HDB resale prices dipped 0.2% in Q2
Older flats of more than 30 years old find it difficult to attract buyers.
The Housing Development Board’s (HDB) resale price index (RPI) has hit 130.8 in Q2, representing a 0.2% fall from the 131 RPI in Q1.
“Prices have been fluctuating within a very narrow -1 and 1% QoQ price change over the last 18 quarters, indicating that resale prices have stabilised,” said Christine Sun, head of research & consultancy at OrangeTee & Tie. “HDB resale prices have moderated as competition for buyers may have intensified with more HDB flats being placed in the resale market in recent months.”
Meanwhile, Sze Teck Lee, head of research at Huttons Asia, cited that another factor behind the RPI’s decline is that there are older flats have more stock than that of younger flats’ stock.
“A two tier market is taking root in the HDB resale market. Other flats of more than 30 years are finding it difficult to attract buyers and achieving prices higher than earlier transactions because of the age. Younger flats of less than 10 years on the other hand are commanding higher prices,” Lee explained.
Sun is optimistic that prices may continue to stabilise in effect of the government’s policy changes that will allow buyers to use more Central Provident Fund (CPF) monies to buy HDB flats.
HDB announced that it will offer about 3,300 Build-To-Order (BTO) flats in Punggol and Tampines in August and about 4,500 BTO flats in Ang Mo Kio, Tampines and Tengah in November.

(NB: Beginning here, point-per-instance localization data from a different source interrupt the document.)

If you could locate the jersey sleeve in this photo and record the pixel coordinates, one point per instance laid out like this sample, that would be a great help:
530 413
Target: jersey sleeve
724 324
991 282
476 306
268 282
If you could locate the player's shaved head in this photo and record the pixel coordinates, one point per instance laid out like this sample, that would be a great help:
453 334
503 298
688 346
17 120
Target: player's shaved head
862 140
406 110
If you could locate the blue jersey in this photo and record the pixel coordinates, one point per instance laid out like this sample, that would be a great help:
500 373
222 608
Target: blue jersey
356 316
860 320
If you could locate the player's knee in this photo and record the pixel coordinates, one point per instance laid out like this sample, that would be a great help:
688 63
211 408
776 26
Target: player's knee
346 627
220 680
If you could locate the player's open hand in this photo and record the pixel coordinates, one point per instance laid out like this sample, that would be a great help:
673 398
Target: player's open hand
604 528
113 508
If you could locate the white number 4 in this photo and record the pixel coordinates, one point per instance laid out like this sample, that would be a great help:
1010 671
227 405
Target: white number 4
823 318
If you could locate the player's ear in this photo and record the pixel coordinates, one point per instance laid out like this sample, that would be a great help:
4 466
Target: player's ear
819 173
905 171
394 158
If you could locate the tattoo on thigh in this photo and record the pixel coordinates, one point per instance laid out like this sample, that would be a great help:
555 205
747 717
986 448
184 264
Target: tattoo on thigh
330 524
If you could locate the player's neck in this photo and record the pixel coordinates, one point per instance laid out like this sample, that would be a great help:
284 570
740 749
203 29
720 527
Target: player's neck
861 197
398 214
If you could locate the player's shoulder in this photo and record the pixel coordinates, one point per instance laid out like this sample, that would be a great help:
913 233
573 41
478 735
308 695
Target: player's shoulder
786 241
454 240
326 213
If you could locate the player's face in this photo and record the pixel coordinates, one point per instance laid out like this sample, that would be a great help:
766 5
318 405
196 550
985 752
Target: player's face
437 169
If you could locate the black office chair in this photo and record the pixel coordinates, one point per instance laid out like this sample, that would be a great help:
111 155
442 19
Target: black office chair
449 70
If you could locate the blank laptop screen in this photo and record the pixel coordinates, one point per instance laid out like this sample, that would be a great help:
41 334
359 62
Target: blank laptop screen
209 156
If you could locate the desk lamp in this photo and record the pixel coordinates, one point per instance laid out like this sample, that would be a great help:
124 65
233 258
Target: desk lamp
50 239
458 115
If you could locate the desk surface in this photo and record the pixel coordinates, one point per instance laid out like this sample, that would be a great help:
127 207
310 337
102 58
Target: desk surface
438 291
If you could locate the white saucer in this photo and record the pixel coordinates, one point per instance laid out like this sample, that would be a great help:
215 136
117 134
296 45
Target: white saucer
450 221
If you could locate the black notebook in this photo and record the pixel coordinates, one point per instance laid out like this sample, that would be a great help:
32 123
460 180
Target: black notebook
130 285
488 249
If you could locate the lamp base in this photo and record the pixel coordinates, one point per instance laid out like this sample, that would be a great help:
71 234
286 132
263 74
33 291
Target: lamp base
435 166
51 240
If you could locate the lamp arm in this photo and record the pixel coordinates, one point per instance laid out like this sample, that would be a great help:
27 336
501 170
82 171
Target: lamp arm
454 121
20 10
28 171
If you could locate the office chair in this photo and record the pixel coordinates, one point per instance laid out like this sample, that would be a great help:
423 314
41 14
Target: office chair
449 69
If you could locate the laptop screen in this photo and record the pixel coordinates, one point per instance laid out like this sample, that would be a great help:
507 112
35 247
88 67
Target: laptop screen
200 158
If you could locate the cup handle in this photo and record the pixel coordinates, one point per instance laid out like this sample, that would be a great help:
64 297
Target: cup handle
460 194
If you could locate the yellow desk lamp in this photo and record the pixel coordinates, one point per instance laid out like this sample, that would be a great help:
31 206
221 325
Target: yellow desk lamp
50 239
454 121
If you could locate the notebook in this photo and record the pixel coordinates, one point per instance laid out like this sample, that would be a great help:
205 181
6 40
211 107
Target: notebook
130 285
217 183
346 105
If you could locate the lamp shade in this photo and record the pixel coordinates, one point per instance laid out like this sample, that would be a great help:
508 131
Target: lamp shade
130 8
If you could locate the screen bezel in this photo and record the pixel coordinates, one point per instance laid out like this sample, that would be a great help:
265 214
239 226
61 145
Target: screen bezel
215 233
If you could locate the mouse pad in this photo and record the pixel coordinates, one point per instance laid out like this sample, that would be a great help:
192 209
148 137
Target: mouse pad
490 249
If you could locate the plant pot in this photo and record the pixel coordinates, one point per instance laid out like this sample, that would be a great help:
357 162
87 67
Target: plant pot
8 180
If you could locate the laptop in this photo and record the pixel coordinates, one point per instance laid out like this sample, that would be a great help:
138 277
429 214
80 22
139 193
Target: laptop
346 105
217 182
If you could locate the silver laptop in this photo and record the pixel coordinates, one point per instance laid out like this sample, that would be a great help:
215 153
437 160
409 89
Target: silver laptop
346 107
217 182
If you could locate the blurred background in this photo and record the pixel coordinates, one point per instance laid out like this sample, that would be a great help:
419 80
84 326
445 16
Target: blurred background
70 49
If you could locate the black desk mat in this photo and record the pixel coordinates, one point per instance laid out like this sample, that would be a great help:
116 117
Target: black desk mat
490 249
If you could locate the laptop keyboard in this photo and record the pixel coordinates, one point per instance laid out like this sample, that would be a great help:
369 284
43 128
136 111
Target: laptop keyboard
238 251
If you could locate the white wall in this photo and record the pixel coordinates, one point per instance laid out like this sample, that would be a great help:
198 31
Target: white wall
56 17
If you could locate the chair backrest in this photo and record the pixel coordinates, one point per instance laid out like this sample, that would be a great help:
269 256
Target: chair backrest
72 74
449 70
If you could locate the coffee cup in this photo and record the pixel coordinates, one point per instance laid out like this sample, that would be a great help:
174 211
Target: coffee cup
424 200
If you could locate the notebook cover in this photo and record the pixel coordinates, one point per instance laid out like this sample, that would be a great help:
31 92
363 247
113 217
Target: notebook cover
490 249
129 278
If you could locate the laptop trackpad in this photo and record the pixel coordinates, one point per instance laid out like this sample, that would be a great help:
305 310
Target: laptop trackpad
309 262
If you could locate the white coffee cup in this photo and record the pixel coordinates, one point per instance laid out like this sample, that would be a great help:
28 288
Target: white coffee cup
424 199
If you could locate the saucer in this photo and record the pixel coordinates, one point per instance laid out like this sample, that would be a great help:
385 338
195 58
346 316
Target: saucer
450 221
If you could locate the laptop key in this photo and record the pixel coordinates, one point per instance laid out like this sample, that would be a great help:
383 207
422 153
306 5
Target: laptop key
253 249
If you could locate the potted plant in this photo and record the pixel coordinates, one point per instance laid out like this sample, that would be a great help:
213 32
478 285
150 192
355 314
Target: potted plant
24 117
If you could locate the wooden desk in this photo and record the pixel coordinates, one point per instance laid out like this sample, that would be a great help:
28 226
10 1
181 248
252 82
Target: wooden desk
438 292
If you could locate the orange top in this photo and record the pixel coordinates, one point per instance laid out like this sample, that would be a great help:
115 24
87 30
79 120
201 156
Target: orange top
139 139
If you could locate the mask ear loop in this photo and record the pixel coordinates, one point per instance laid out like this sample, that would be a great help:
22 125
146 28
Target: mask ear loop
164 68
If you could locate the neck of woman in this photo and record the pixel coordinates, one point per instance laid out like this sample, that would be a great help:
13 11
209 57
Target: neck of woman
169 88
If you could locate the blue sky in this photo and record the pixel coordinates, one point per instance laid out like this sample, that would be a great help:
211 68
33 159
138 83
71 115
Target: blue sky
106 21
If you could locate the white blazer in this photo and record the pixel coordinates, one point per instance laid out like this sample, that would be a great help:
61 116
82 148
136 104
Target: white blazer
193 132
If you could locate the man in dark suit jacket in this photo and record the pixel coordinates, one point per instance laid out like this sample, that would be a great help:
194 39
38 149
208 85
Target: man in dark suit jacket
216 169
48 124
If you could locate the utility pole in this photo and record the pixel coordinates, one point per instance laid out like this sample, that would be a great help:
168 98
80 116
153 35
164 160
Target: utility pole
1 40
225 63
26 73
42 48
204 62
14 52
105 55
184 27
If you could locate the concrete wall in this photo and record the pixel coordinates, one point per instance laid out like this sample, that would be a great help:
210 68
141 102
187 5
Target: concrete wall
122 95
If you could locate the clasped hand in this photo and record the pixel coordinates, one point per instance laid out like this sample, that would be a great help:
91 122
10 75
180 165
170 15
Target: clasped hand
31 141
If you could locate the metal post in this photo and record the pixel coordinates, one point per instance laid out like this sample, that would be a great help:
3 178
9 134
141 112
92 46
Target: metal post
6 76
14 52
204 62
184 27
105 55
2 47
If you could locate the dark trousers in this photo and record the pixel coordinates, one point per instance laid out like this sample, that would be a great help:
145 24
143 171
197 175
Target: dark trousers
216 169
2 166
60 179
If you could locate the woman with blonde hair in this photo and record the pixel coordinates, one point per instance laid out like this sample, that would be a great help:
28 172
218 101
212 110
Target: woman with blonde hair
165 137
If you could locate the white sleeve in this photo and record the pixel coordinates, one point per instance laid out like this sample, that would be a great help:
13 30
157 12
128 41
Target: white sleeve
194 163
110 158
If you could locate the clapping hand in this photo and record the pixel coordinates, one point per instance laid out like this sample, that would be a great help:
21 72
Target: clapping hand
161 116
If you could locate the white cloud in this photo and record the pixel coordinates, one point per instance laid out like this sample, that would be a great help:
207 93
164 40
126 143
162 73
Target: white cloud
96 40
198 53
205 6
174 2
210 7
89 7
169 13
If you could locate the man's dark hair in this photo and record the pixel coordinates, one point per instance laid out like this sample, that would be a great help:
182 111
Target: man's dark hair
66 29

Concurrent Re-Offer of Balance Flats (ROF) and Sales of Balance Flats exercises are slated in August and November respectively as well.
Meanwhile, unselected ROF flats are available for open booking throughout the year.
“We anticipate that HDB resale transactions will continue to rise this year and prices may face further downward pressure from the increasing flat supply in the coming months. Competition for buyers may also intensify with the upcoming BTO exercise,” Sun concluded.